Heading for 40 years later, my own children now helping my grandchildren hang up their stockings, there is still a little place inside my cracked head where I am 10 and believe in Santa Claus. It is one of the beauties of the season that I think we all have that small mental niche buried away behind all the scars inflicted by the world that kills so many of the fairytales and eventually executes so many of our pure innocences; extinguishes the most of the sparks in our wide eyes.
We had a family gathering in Galway at the start of Christmas week. It was to exchange gifts and love, to reinforce the pull of blood and breed, to allow the grandchildren to look at Dado and whisperingly ask their mothers if this silvery bearded one was at all connected to Santa Claus. (It is my inevitable response that we are cousins on my father's side, and if they have been good I will put in a good word for them!)
And with Galway Bay gleaming on a frosty night outside Scobie's front window, we were all warm and fulfilled and happy until it came to that point in the evening when all the little ones were getting tired, and it was time to kiss them and to go back home again to Clare, again over the stone cap of the Burren like so many years before.
I know that there are less simple big red candles burning in the Christmas windows nowadays. It is a changed world, and property insurance has intervened in many cases. It has snuffed out a lot of wicks.
What has replaced the candles in this New Ireland are gardens filled with neon gnomes and reindeer, giant sleighs resting on rooves, all manner of flashing multi-colored illuminations.
You can often see a very obese and very brightly lit Santa hanging from a rope of lights on his way up to the chimney. In fact you can see about anything that can glow, flash, flicker or ripple. It’s enough to create a pool of global warmth around the whole of Clare.
A small percentage of the decorations are tasteful, dignified, quite beautiful to behold. The majority of the displays, however, go way over the top. You long for the simple welcoming candle in the window.
It is with a shock that I discover Irish homes did not have Christmas trees until about the sixties.
When we believed in Santa Claus there were never Christmas trees in any house. There were holly boughs on the mantelpiece, and ivy with plump red berries on the windowsills, but the Christmas trees with the lights had not yet replaced the old candles of pure faith and beeswax.
Most kitchens and living rooms with their ranges or open fires were criss-crossed with two paper chains over which links of balloons had been placed.
And all the incoming Christmas cards were lined up on the breast of the chimney near the Sacred Heart lamp.
Most of them featured either the fundamental image of the crib or a red robin perched on a fence in a snowy garden. And there was also the occasional coach and four on the high road to somewhere far away.

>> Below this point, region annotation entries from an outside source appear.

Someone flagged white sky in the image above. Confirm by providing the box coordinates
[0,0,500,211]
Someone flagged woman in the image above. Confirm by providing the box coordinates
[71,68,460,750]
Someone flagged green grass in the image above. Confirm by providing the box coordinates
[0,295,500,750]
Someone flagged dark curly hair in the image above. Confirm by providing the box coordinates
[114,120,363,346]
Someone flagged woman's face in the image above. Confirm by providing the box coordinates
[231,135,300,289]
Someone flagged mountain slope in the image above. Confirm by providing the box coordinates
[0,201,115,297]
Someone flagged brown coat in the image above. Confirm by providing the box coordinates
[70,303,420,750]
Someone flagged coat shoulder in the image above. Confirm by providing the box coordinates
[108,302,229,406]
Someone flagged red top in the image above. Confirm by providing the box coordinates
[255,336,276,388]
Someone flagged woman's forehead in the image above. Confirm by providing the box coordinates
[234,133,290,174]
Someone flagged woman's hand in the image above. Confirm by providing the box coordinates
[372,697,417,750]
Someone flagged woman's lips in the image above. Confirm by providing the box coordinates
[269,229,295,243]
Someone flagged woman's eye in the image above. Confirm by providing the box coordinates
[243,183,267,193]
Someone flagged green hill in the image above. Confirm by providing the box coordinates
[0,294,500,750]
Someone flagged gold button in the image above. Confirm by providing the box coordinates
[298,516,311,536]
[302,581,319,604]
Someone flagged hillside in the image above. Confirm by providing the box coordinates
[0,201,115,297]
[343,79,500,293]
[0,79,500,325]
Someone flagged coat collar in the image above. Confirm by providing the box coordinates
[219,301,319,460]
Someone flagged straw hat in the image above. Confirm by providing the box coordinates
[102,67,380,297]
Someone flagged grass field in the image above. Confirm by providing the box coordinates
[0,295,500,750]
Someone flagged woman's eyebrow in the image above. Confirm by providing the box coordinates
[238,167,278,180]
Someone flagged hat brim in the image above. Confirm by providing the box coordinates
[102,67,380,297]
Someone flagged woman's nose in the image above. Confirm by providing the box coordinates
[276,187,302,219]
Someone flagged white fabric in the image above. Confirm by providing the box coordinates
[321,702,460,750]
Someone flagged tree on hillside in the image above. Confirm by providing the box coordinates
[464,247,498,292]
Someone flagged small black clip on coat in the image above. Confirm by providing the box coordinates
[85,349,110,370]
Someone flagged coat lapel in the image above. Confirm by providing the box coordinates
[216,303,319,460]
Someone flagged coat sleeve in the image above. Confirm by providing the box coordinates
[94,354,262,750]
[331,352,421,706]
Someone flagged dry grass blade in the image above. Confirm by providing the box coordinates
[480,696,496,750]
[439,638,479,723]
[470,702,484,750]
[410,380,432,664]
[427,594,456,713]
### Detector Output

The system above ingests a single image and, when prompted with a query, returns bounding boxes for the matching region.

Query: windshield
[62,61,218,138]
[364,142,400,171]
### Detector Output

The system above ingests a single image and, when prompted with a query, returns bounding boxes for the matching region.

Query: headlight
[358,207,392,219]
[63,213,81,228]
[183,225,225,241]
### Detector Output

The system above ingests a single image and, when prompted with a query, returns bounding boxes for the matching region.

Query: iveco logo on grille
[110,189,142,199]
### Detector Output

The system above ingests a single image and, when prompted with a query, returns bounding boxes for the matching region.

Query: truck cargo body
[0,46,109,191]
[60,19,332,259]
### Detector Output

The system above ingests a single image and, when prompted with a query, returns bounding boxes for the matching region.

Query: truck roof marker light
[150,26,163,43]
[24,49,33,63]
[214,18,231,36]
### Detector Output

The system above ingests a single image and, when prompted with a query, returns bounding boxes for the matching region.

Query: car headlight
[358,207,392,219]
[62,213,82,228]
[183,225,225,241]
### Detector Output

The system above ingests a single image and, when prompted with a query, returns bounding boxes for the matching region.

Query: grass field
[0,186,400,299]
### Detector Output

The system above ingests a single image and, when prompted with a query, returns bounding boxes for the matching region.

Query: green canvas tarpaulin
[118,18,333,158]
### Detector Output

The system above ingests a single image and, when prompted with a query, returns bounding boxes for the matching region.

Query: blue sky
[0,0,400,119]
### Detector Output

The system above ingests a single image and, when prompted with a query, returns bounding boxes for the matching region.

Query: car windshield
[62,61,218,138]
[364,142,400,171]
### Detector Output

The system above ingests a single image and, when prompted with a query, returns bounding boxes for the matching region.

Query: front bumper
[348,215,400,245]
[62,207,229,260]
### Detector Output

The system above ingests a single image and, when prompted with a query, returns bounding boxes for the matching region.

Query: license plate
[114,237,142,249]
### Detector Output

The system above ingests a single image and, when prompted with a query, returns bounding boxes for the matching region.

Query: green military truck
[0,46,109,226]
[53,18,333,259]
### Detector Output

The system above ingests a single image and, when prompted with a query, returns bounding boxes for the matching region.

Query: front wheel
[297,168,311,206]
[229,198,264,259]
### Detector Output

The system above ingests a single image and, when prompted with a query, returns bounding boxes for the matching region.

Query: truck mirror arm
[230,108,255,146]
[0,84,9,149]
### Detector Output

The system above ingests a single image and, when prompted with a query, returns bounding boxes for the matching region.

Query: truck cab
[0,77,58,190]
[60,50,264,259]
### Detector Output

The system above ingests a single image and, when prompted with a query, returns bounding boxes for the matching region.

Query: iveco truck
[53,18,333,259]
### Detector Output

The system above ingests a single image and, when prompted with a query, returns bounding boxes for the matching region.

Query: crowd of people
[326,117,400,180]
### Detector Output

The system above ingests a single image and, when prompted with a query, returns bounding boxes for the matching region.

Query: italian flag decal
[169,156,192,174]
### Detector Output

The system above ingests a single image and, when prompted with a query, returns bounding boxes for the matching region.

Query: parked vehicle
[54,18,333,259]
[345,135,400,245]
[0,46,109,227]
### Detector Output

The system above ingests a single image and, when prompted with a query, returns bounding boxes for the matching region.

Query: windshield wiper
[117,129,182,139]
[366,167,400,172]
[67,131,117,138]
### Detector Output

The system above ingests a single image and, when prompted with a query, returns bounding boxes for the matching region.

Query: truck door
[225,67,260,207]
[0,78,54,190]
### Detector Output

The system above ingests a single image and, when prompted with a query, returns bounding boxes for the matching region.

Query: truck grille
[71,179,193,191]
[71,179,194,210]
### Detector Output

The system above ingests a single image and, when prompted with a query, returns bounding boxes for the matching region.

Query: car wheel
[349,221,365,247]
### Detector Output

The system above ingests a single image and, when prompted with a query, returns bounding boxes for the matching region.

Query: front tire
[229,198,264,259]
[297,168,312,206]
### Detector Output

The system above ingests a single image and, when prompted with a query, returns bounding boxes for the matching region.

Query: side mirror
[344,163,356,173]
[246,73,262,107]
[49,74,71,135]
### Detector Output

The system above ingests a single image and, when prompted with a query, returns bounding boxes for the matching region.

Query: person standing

And on Christmas Day after the traditional Midnight Mass hours earlier (for which you were fasting for hours in order to receive Communion), there were far more geese devoured than the big bronze turkeys you never see at all nowadays. They have been replaced by white turkeys that may be plumper but always look albino and sad during the fattening season.
I have a feeling it was only posh families who had turkeys down the years we believed in Santa Claus. Much has changed, but thank God this special season is still the time of goodwill. Goodwill, apart from its legal usage, is not a word much heard at all for the rest of the year.
But the Irish Christmas, especially on Christmas Eve, still pulses with that kind of goodwill which turns strangers into comrades, neighbors into friends, friends and families into a warmly reinforced corps of the blood.
And in any room in which there are young children awaiting the magical arrival of Santa Claus, there is not one adult who does not themselves discover that mental niche where we all believe in Santa and the Child that began it all for so many of us.
And if you look in the mirror you can even see the ghosts of the magical sparkles of the pure innocences in there somewhere. And that is beautiful.
I wish all readers everywhere, whatever their age, all the peace and goodwill of the season.
And just a little of that feeling we all shared when we were young and Santa never, ever failed to come down the chimney.
God bless you all into the New Year.